Recording LVLS – the making of ‘R.I.P. Joey Fritz’

Just out this week, another EP I worked on for Manchester Band LVLS, ‘R.I.P. Joey Fritz’:


This project was a shining example of the value of pre-production. Firstly, due to already knowing the band, I’d been able to follow the development of the songs through being sent home demos, seeing a couple of gigs and getting along to a rehearsal. This kind of thing is always highly beneficial. Not so I can interfere in any way, but so I can wrap my head around what a band’s intentions are, and work out how best to deliver a good result for them.

I’d also not been quite happy with the drum sound I’d got in their rehearsal room last time we recorded. This time around, I’d had a chance to re-think how to approach it. The principal difference was simply using better, less trebly overhead mics. I also made a little cloud of acoustic shielding above the overhead mics out of a bunch of SE Instrument Reflexion Filters and a load of gaffer tape. Didn’t look especially pretty, but made a hell of a difference, by mostly taking sound bouncing off the ceiling out of the equation.

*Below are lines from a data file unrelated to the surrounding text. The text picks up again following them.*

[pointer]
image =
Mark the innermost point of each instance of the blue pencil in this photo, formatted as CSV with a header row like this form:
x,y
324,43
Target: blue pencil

The other thing I really wanted to improve on was controlling spill from the other instruments. All working in one room without isolation can be tricky, so I gave everyone headphones, stuck the bass amp out in the corridor and turned down the guitar amps to near inaudibility. These were then cranked up again in the headphones, so the band could perform as a unit. This is no way to get good guitar tones, but we knew they were only scratch tracks, so no problem. The goal at this stage was just to get good drum and bass takes.

The day went in two halves; first getting strong takes down, then later replacing all the guitar parts individually with the most optimal set-up for each.

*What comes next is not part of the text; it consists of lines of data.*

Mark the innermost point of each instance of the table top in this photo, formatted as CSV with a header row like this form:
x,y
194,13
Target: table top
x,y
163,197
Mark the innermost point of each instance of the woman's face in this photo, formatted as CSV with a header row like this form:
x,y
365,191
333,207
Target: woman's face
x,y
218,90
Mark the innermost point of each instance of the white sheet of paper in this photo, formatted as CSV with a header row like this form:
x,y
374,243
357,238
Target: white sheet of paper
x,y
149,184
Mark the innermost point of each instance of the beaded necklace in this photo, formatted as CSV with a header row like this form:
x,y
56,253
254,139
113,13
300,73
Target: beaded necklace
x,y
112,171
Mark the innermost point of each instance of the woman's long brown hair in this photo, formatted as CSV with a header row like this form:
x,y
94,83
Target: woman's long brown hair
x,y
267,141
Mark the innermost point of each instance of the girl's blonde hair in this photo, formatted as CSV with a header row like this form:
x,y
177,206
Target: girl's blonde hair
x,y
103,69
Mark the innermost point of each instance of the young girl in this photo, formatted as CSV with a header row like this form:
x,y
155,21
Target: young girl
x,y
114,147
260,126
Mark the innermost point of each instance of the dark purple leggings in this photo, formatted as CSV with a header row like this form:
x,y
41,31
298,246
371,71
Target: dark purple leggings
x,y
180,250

The exception to this was Blood Dance, for which we only recorded drums. The rest of that was put together in my home, with vocals, a guitar part, and a bunch of synth parts the band had already put together.

Also done at my home were all the vocals for the other tracks. For vocal tracking, I like to have people somewhere comfortable where they don’t have to watch the clock too much. Which happened to be ideal for this project, as we ended up trying out a lot of different things with the vocal arrangements; it wasn’t simply a case of banging down parts that everyone already knew.

To me, the vocal arrangement stuff is one of the most striking things about LVLS. It’s very rarely straight harmony stuff; more often there are interlocking and call-and-response parts. It’s incredibly clever stuff that manages to sound effortless, which I really love. So I made sure to allow time to try out different things. The second part of ‘Joey Fritz…’ where Emily takes the lead vocal arose from these sessions, based around an idea she had of making the song like a conversation between two people. That wasn’t part of the original plan, but it’s a magical moment in the finished track. You should always allow enough space and time for some magic to occur.

After getting everything down, we went through a fairly protracted mix process. Not in terms of hours spent tweaking, but in terms of taking time to think things over carefully and work out a  considered plan. Again, this is enormously valuable. The only real way to assess a mix is to live with it for a while, so you can start listening like a regular listener, and stop agonising about half a dB on the hi-hat or whatever.

I did make something of a howler on the mix process at one point, in that I mixed the title track as if it was a guitar song with synths, rather than a synth song with guitars, which turned out to be an extremely subtle but profound difference in how the thing feels. But we got there in the end.

I’m very proud of having been involved in this. It’s incredibly diverse, stylistically, but still coherent. There’s an inherent LVLS-ness to everything they do, whether that’s minimal electro or jangling power pop or a moody goth-tinged synth epic. Which is something I felt I had to step up to and match with the mixing.

All in all, I think the final result sounds like the first quarter of a great, great LP. I’m always a bit surprised when it ends after three songs.